Published on : Friday, September 6, 2019
Over the same time, the number of people coming to Paris increased by about 10 per cent — to an all-time high of 19.1 million — to go beyond London in the “Tale of Two Cities” tourism battle.
The data, compiled for Mastercard’s Global Cities Index, which ranks 200 major destinations, is yet another impede for the embattled tourism sector of London.
It corroborates the figures from the Office for National Statistics published earlier this year showing that the number of international visitors to London dropped in 2018 for the first time since the Olympic and Paralympic games in 2012.
Bookings are considered to have dropped after the global image of London was stained by a series of terror attacks and the Grenfell Tower disaster in 2017, as well as the surge in knife crime.
The disorder over Brexit has also been a major contributing factor as several visitors from the EU dropped by 750,000 in 2018. In the meantime, the City of Light profited from the global surge in Chinese tourism, in part due to easier visa arrangements.

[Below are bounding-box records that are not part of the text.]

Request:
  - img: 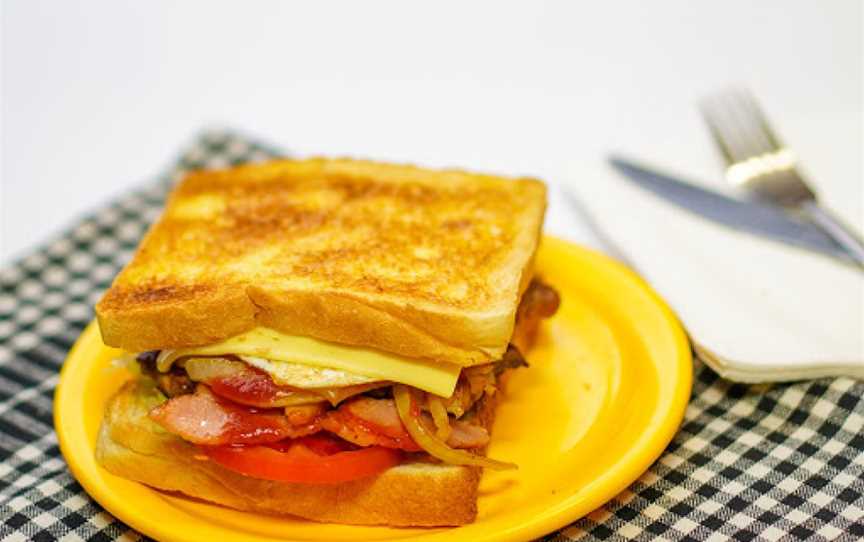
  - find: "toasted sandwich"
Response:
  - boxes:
[96,159,559,526]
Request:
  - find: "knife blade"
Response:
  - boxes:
[609,155,852,263]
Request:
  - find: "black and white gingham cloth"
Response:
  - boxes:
[0,132,864,542]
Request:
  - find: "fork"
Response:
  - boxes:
[700,90,864,267]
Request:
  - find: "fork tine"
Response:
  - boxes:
[699,101,738,166]
[741,91,784,151]
[701,90,779,163]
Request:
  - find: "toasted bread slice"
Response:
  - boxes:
[96,159,546,366]
[96,379,500,527]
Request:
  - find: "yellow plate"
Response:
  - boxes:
[54,238,691,542]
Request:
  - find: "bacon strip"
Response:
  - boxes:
[150,385,321,446]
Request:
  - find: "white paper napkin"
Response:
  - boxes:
[553,160,864,382]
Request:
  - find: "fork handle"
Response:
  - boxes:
[801,201,864,267]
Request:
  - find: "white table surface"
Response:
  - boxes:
[0,0,864,264]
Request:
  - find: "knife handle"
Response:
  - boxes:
[801,201,864,268]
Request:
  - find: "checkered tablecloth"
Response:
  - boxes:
[0,132,864,542]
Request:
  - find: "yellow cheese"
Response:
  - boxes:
[158,327,462,397]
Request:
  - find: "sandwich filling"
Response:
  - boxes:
[136,279,559,483]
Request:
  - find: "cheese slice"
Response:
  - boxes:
[157,327,462,397]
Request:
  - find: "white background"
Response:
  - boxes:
[0,0,864,263]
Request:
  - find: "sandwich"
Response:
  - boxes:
[96,159,559,526]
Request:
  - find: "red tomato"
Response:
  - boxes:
[204,435,402,484]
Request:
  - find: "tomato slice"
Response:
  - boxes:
[203,435,402,484]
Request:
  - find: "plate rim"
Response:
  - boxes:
[53,240,693,540]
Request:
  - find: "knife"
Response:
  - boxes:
[609,156,853,263]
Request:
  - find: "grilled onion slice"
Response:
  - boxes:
[393,384,518,470]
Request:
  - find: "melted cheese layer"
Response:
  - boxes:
[158,327,462,397]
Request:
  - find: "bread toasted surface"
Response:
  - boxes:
[96,159,546,365]
[96,379,495,527]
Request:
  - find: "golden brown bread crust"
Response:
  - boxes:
[96,159,546,365]
[96,379,499,527]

Nevertheless, the record inflow has attracted problems as well to the French capital, with authorities compelled to introduce “traffic-control” measures at the Louvre to manage 10 million annual visitors. The deputy mayor of Paris has also said tourism buses are “no longer welcome” in the city centre.
Though, the cities’ positions may change again in 2019 as the Global Cities Index forecasts that visitor numbers to the British capital will increase by 3.47 per cent in 2019, while Paris’ total will be only 2.24 per cent higher.